Blows continued to land every second. It probably started to hurt, but I was beyond feeling. My mind groped through the terror.
“Chesterfield. Old Gold.. Marlboro…. Parliament……. Carleton……………. Kool………………”
“Faster, shithead! I’m getting tired.” Dave said with glee. Then he added: “And when I get tired, I get mad… Real mad!”
I swallowed. Thought desperately. Oh yeah “Dad smokes Camels and mom smokes Salems!”
“You fat shit, that’s only ten” It was nine, I thought gratefully. I wasn’t a cigarette brand expert by a long shot, so Dave’s miscount was a break indeed
“Uh… Stuyvestant.”
“One more, dopo. You’re supposed to smart.”
My mind raced. TV adds flashed through my head. Magazine adds, too. Slogans and jingles. What was it? …Call for…
“… Phillip Morris!” There!
But no let up.
“Gimme one more for good measure now. One more for me, you slob.”
Ahhh! Search for more ads! More slogans! But nothing came.
Then, desperately: “Weymans!”
Dave stopped in mid-delivery. “What? That’s a chewing tobacco. How do you know about that?.”
It was. It was the tobacco my grandad, Jaja, chewed. But it was all I could think of. So mind shifting into high gear, I frantically fabricated, “Well my grandad rolls it into cigarettes.” Buy time! Buy time!
Dave laughed with his teen voice cracking back to its high pitch. “That’s not a cigarette brand.”
“Well it’s a tobacco brand and it can be made into cigarettes.” My mind whirred on.
Dave’s mind worked to grasp this idea. His brow beetled. He shrugged. And he started punching again. My mind whirred on. What was it? …I’d rather fight than switch…
Desperately: “Taryton!”
“There ya go, shithead. See? Your first cigarette lesson. Ya Pass! Ya get a D!” The last with a tone-shifted laugh-bark again.

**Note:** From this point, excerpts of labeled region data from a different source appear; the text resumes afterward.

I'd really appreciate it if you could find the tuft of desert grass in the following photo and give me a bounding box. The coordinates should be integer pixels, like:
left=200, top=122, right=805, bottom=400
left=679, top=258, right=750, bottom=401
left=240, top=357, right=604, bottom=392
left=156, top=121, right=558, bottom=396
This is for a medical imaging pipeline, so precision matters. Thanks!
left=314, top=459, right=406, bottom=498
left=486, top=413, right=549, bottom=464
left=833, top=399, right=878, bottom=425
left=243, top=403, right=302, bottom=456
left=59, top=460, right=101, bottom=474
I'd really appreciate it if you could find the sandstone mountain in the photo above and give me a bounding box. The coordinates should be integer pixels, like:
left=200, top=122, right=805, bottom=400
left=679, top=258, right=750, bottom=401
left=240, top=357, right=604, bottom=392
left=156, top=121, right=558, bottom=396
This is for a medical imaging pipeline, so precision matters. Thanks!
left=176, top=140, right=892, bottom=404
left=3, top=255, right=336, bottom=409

“But you made me tired. And when I get tired, I get mad. So you better get out of here while ya still can.”
I needed no more urging. I jumped on the right pedal with all my weight and took off.
Dave yelled after me: “Next time I catch you down here, you’re gonna get you second cigarette lesson. You’re gonna have a smoke, fatso,” with a final laugh-bark.
It was a couple of days until my mom noticed the blue-yellow bruise spreading below the short sleeve of my tee shirt. A hasty lie about a bike fall seemed to satisfied her.
The next time I would ride on Guenivere Drive, it would be years later and behind the steering wheel of a car.
Even more years after that when home from college one late night I discovered that Dave bought the Commodore Pizza shop from which he had been fired many years in our childhoods’ past. I made this discovery when I stopped into the tiny, dingy, shop for a late-night pie.
The place reeked of cigarette smoke. As I recognized Dave’s antiquated, greasy DA and his tee complete with a pack rolled into one sleeve, Dave recognized me too. “Ricky…? Ricky Hallerjack, right?” Dazed, I could just nod. “We were neighborhood kids years ago – Longvue Acres. Wow! Good times, huh?” And then a slight shift – just a hint of worry – “What’ll ya have, Ricky? We got it all, and you’ll get a 10% discount for old time’s sake, natch! Good ol’ neighborhood buddies! What’ll ya have, Ricky?”